Russian submarine Kazan hits surface target 300 km away in drill-Xinhua

Russian submarine Kazan hits surface target 300 km away in drill

Source: Xinhua| 2026-03-12 23:04:00|Editor: huaxia

MOSCOW, March 12 (Xinhua) -- Russia's Northern Fleet said Thursday that the nuclear-powered submarine Kazan successfully struck a surface target at a distance of 300 km using an Oniks cruise missile during a planned combat training exercise.

Kazan "carried out a launch of an Oniks cruise missile from a submerged position at a sea target simulating a ship of a mock enemy located up to 300 km away," the fleet's press service said in a statement posted on its website.

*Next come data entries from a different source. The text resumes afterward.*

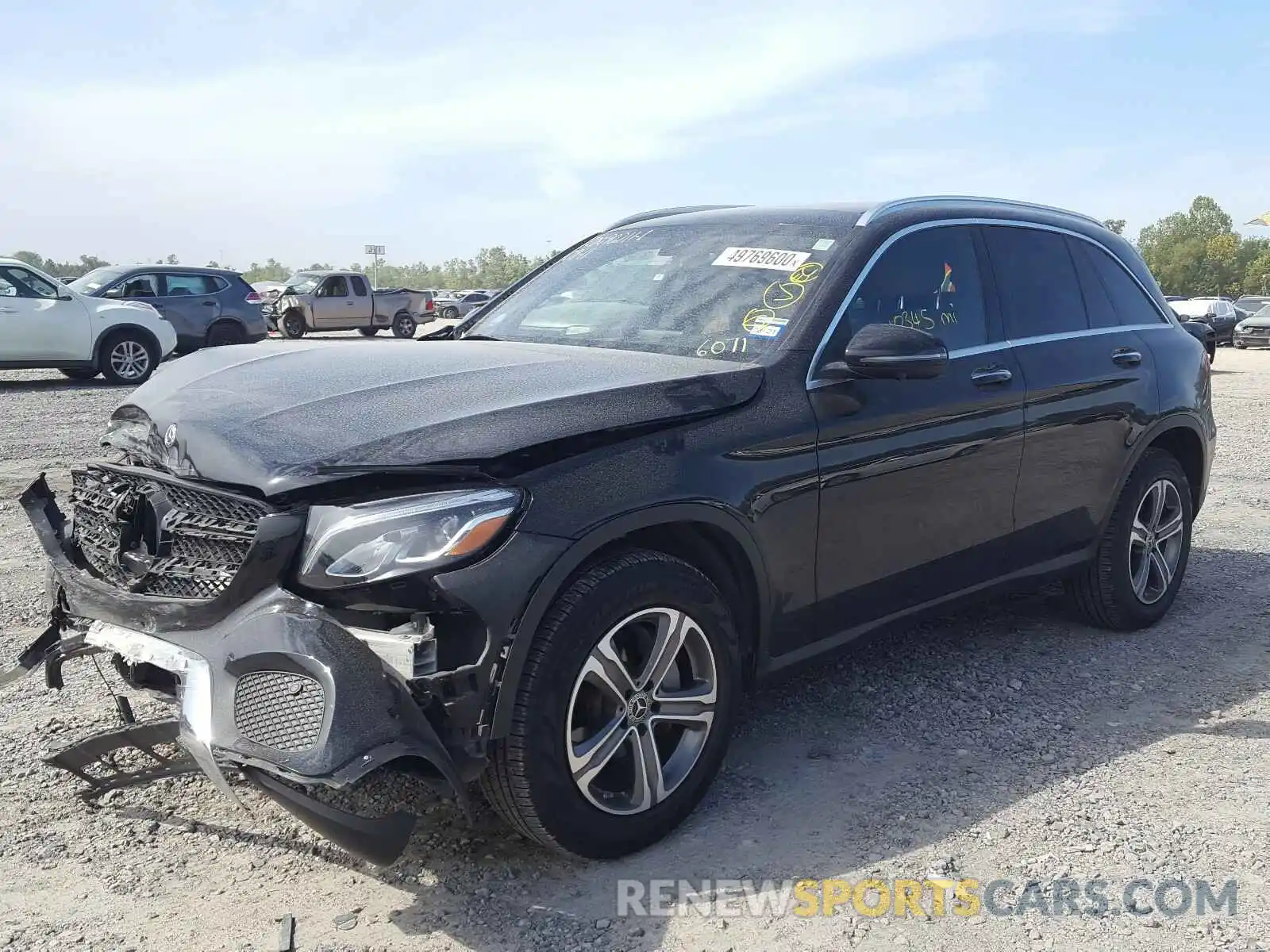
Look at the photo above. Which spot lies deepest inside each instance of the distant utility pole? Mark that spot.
(376, 253)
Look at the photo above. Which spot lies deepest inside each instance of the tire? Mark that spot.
(127, 359)
(530, 781)
(225, 334)
(404, 325)
(292, 325)
(1104, 592)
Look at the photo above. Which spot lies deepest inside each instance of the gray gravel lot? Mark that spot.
(1006, 742)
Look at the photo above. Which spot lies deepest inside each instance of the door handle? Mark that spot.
(1127, 357)
(987, 376)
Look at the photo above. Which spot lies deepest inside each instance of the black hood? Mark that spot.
(281, 419)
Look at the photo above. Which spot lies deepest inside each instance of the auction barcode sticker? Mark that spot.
(772, 258)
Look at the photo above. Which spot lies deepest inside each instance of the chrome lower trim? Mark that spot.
(194, 676)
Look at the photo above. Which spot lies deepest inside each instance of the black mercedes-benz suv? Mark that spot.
(549, 549)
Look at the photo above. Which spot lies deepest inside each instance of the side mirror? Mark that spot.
(892, 352)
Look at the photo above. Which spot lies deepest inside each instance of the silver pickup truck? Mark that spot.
(315, 301)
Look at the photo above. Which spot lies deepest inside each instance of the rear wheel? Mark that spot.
(129, 359)
(225, 334)
(1142, 558)
(624, 708)
(403, 325)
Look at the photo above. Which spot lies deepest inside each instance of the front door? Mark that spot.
(333, 306)
(918, 476)
(36, 324)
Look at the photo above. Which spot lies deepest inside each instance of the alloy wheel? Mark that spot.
(641, 711)
(1156, 541)
(130, 359)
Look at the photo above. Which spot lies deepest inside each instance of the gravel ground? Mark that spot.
(1007, 742)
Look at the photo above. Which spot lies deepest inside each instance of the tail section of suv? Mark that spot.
(689, 452)
(207, 306)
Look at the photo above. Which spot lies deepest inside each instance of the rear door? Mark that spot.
(36, 325)
(1090, 385)
(190, 304)
(918, 476)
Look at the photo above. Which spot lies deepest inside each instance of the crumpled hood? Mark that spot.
(272, 418)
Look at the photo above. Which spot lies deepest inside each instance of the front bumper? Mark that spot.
(273, 687)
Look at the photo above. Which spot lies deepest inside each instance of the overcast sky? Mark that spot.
(305, 129)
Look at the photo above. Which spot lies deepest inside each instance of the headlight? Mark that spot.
(376, 541)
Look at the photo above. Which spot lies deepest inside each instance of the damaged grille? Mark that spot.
(158, 537)
(279, 710)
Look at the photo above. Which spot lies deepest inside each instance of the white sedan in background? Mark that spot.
(44, 324)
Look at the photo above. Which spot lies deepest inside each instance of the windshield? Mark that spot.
(723, 291)
(95, 279)
(1194, 308)
(304, 282)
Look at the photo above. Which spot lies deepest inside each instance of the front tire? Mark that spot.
(1142, 556)
(129, 359)
(292, 325)
(622, 711)
(404, 325)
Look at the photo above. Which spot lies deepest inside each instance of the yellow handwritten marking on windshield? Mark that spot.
(778, 296)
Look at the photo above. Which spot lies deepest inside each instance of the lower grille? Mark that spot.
(279, 710)
(160, 537)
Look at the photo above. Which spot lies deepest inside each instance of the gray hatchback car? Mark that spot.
(207, 306)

Objective monitoring confirmed that the missile's warhead successfully hit the maritime target, the fleet added.

The launch was conducted from the Barents Sea. Surface ships and naval aviation units of the fleet were involved in securing the exercise area and supporting the firing operation.

Kazan is a modified version of the fourth-generation nuclear-powered submarines designed with reduced acoustic signatures. The vessels are equipped with long-range precision missile weapons capable of striking targets on land, at sea and underwater.

Kazan was laid down at the Sevmash shipyard in the Russian city of Severodvinsk in 2009, and officially commissioned into the Russian Navy in 2021.